Quaternion Rotation Proof

Let \(q = a + \vec{v}\) is a unit quaternion,so: \[ q^{-1} = \frac{a - \vec{v}}{||q||} = a - \vec{v} \] We can prove : \[ \hat{p} = q p q^{-1} = (a + \vec{v}) p (a - \vec{v}) = (a + \vec{v})(0 + \vec{p}) (a - \vec{v})\\ =(-\vec{v} \cdot \vec{p} + a\vec{p} + \vec{v} \times \vec{p})(a - \vec{v}) \\ =a^2\vec{p} + 2a(\vec{v} \times \vec{p}) + (\vec{v} \cdot \vec{p})\vec{v} - \vec{v} \times \vec{p} \times \vec{v} \] Because \(\vec{v} \times \vec{p}\) is perpendicular to \(\vec{v}\)\[ \vec{v} \times \vec{p} \cdot \vec{v} = 0 \] and: \[ -a (\vec{p} \times \vec{v}) = a(\vec{v} \times \vec{p}) \]

Theory:For each \(\vec{p},\vec{q} \in R^3\)\[ \vec{p} \times \vec{q} \times \vec{p} = \vec{p} \times (\vec{q} \times \vec{p}) = \vec{p}^2\vec{q} - (\vec{p} \cdot \vec{q})p \]

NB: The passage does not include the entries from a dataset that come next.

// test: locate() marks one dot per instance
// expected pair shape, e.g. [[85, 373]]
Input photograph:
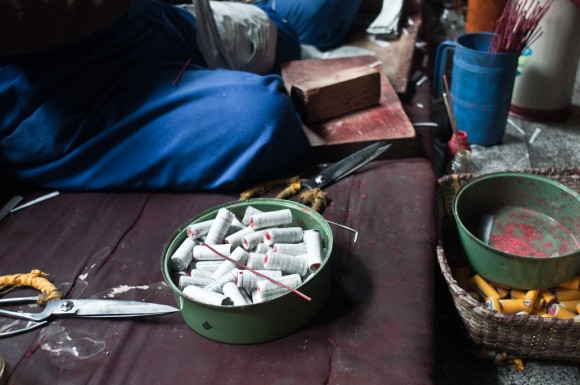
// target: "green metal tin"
[[260, 322], [520, 230]]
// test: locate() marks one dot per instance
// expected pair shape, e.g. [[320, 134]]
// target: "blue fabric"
[[106, 112], [322, 23]]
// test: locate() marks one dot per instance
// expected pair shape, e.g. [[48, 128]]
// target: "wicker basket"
[[524, 336]]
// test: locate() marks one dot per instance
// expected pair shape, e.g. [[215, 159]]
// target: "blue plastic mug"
[[481, 85]]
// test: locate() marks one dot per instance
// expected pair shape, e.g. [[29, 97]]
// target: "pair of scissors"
[[315, 197], [91, 308]]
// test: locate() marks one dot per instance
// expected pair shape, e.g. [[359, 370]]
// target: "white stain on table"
[[63, 346]]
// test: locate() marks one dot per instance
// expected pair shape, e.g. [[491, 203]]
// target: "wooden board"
[[335, 138]]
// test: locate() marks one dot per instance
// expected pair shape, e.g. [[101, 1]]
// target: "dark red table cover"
[[377, 327]]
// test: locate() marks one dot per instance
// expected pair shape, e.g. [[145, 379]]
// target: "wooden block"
[[329, 96], [335, 138]]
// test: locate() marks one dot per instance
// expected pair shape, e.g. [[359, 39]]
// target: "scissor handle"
[[50, 308]]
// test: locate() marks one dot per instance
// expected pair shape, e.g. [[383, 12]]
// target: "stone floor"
[[526, 144]]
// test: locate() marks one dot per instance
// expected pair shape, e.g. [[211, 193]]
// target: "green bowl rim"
[[509, 174], [247, 202]]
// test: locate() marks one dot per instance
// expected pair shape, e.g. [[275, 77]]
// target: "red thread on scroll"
[[258, 273]]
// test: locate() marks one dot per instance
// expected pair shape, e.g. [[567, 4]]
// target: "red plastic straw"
[[258, 273]]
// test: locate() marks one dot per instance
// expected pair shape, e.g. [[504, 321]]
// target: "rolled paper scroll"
[[262, 248], [256, 261], [251, 240], [218, 285], [248, 280], [200, 229], [235, 226], [271, 219], [232, 291], [209, 266], [202, 253], [288, 264], [236, 239], [220, 226], [248, 213], [199, 294], [239, 254], [314, 248], [268, 289], [291, 248], [182, 257], [283, 235], [196, 279]]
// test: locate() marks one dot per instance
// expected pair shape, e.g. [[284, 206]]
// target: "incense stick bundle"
[[517, 27]]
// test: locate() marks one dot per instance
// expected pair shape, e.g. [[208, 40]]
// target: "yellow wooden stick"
[[35, 279]]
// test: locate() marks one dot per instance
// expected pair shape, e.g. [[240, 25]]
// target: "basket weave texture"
[[525, 336]]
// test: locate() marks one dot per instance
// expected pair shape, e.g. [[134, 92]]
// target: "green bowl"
[[264, 321], [519, 230]]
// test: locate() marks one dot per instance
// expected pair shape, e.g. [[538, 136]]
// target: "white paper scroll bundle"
[[260, 244], [234, 36]]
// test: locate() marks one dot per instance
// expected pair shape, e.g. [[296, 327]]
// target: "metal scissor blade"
[[110, 308], [347, 165], [13, 202]]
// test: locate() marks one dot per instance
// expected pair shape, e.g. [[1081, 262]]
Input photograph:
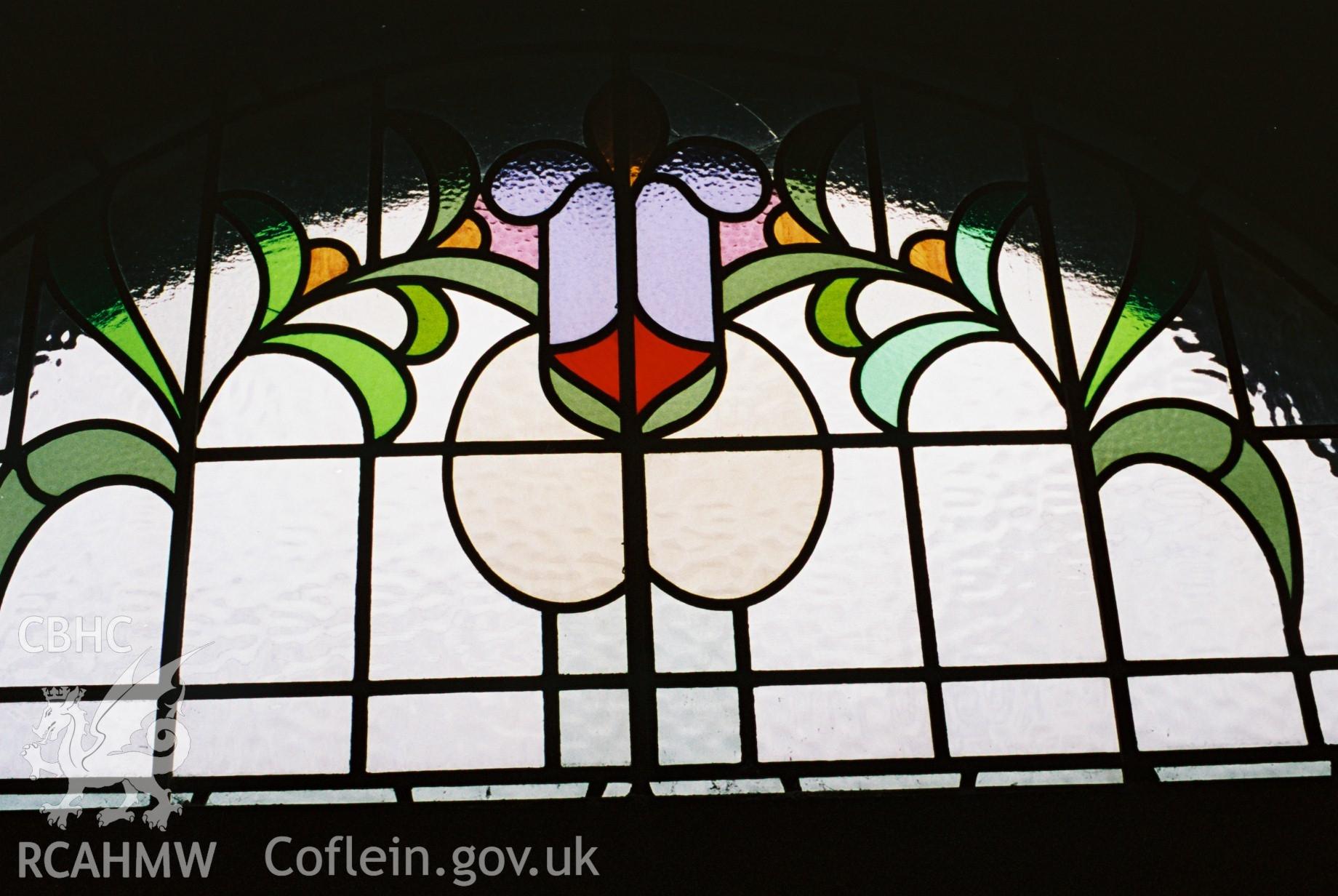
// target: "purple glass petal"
[[582, 265], [721, 178], [530, 185], [673, 263]]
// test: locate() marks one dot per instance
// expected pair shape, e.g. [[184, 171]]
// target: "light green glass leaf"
[[1154, 288], [976, 231], [276, 241], [92, 289], [790, 269], [584, 406], [887, 372], [681, 404], [831, 311], [380, 387], [452, 173], [803, 159], [476, 274], [1204, 440], [433, 316]]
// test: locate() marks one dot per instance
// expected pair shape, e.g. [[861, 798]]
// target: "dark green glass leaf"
[[89, 285], [802, 165], [1156, 284], [276, 240], [452, 173]]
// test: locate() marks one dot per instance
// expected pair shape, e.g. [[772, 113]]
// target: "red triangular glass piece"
[[661, 364], [596, 364]]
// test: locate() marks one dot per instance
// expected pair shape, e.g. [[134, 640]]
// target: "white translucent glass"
[[1008, 561], [982, 385], [1190, 580], [125, 719], [699, 725], [98, 566], [433, 614], [689, 639], [281, 400], [596, 729], [273, 556], [1325, 684], [284, 736], [853, 605], [782, 323], [1314, 489], [842, 722], [471, 730], [75, 379], [593, 641], [438, 383], [716, 788], [1029, 716], [1198, 712]]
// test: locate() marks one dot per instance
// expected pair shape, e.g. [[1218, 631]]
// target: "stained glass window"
[[668, 430]]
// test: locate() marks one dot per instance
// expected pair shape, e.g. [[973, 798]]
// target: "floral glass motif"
[[637, 447]]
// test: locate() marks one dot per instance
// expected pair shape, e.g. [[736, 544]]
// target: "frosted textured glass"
[[1314, 487], [1008, 561], [102, 556], [593, 641], [284, 736], [842, 722], [433, 613], [1190, 712], [699, 725], [1029, 716], [689, 639], [494, 730], [272, 566], [596, 729], [854, 602], [1190, 580]]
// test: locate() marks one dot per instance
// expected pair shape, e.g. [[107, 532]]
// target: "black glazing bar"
[[641, 647], [924, 602], [761, 679], [178, 556], [367, 470], [552, 706], [743, 674], [1080, 436], [27, 348], [1245, 414]]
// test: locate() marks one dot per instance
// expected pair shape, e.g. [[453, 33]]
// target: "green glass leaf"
[[276, 241], [833, 313], [434, 319], [886, 376], [976, 232], [57, 465], [1201, 438], [452, 173], [380, 387], [1155, 287], [584, 404], [803, 159], [87, 455], [788, 269], [484, 276], [89, 285], [681, 404]]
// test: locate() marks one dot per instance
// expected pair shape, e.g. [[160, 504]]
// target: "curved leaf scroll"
[[1204, 443], [68, 462]]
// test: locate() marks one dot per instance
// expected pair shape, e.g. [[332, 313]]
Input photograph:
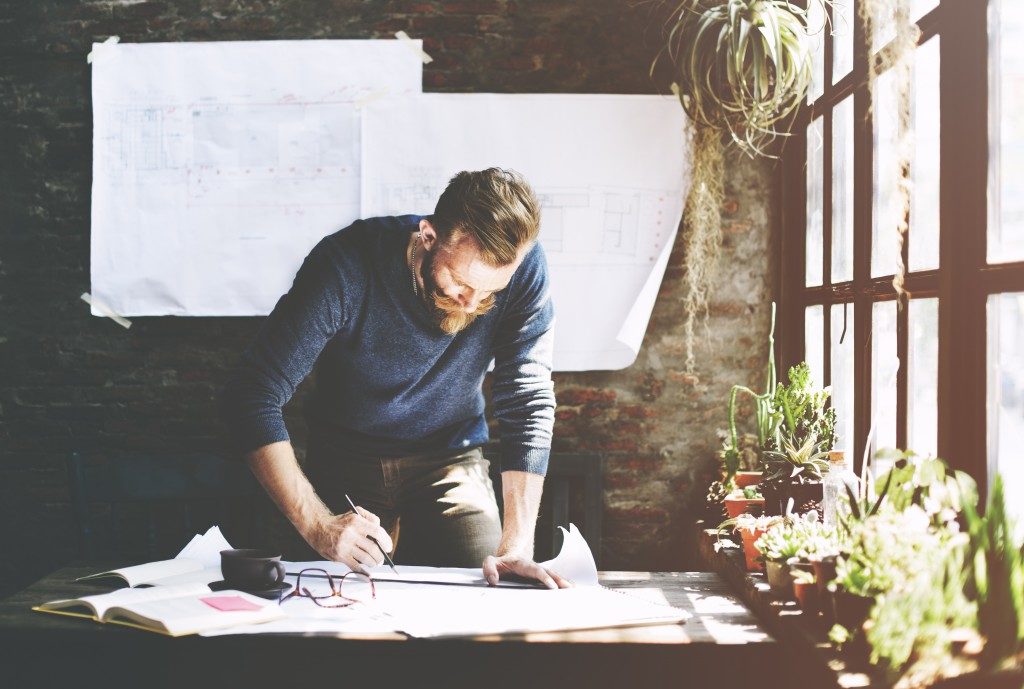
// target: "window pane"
[[815, 195], [921, 7], [923, 376], [884, 368], [814, 342], [1006, 227], [843, 23], [842, 375], [842, 258], [817, 29], [885, 249], [1006, 393], [924, 248]]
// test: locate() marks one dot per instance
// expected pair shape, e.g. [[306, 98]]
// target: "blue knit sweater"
[[389, 382]]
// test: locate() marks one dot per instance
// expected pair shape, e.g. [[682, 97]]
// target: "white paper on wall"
[[610, 172], [217, 166]]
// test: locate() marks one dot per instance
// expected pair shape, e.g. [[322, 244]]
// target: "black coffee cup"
[[249, 568]]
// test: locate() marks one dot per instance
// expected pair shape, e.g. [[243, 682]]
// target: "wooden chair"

By this theory: \[ - \vec{v} \times \vec{p} \times \vec{v} = (\vec{v} \cdot \vec{p})v - \vec{v}^2\vec{p} \] so: \[ \hat{p} = (a^2 - \vec{v}^2)p + 2a(\vec{v} \times \vec{p}) + 2(\vec{v} \times \vec{p})\vec{v} \] Let \(\vec{v} = t \vec{e},~~||\vec{e}|| = 1\),then: \[ \hat{p} = (a^2 - t^2)\vec{p} + 2at(\vec{e} \times \vec{p}) + 2t^2(\vec{e} \cdot \vec{p})\vec{e} \] compare with: \[ \vec{p}' = \vec{p}cos(\theta) + (\vec{A} \times \vec{p})sin(\theta) + (\vec{A} \vec{p} \vec{A})(1 - cos(\theta)) \] We can get: \[ \left\{\begin{matrix} a^2 - t^2 = cos(\theta)\\ 2at = sin(\theta)\\ 2t^2 = 1 - cos(\theta) \end{matrix}\right. \] Solve the equation group: \[ \left\{\begin{matrix} t = \sqrt{\frac{1 - cos(\theta)}{2}} = sin(\frac{\theta}{2})\\ a = cos(\frac{\theta}{2}) \end{matrix}\right. \] so: \[ q = a+\vec{v} = cos(\frac{\theta}{2}) + \frac{\vec{v}}{||\vec{v}||}sin(\frac{\theta}{2}) \] We can use \(q_1 q_2 \cdots q_n\) represent a series of rotation.

Quaternion Rotation Matrix

The rotation \(\hat{p} = q p q^{-1}, q = a + t\vec{e}\) can be represented by a matrix \(\hat{p} = Rp\)\[ qpq^-1 = (\begin{bmatrix} a^2 - t^2 & 0 & 0 \\ 0 & a^2 - t^2 & 0 \\ 0 & 0 & a^2 - t^2 \\ \end{bmatrix}+ \begin{bmatrix} 0 & -2at\vec{e}_z & 2at\vec{e}_y \\ 2at\vec{e}_z & 0 & -2at\vec{e}_x \\ -2at\vec{e}_y & 2at\vec{e}_x & 0 \\ \end{bmatrix}+ \begin{bmatrix} 2t^2\vec{e}_x^2 & 2t^2\vec{e}_x\vec{e}_y & 2t^2\vec{e}_x\vec{e}_z \\ 2t^2\vec{e}_x\vec{e}_y & 2t^2\vec{e}_y^2 & 2t^2\vec{e}_y\vec{e}_z \\ 2t^2\vec{e}_x\vec{e}_y & 2t^2\vec{e}_y\vec{e}_z & 2t^2\vec{e}_z^2 \\ \end{bmatrix})p \] let : \[ q = (w, x, y, z) \] so: \[ \left\{\begin{matrix} w = a\\ x = t\vec{e}_x\\ y = t\vec{e}_y\\ z = t\vec{e}_z\\\end{matrix}\right. \] then: \[ x^2 + y^2 + z^2 = t^2 \vec{e}^2 = t^2 \] Bring in and simplify: \[ R = \begin{bmatrix} 1 - 2y^2 - 2z^2 & 2xy - 2wz & 2xz + 2wy \\ 2xy + 2wz & 1 - 2x^2 - 2z^2 & 2yz - 2wx \\ 2xz - 2wy & 2yz + 2wx & 1 - 2x^2 - 2y^2 \end{bmatrix} \]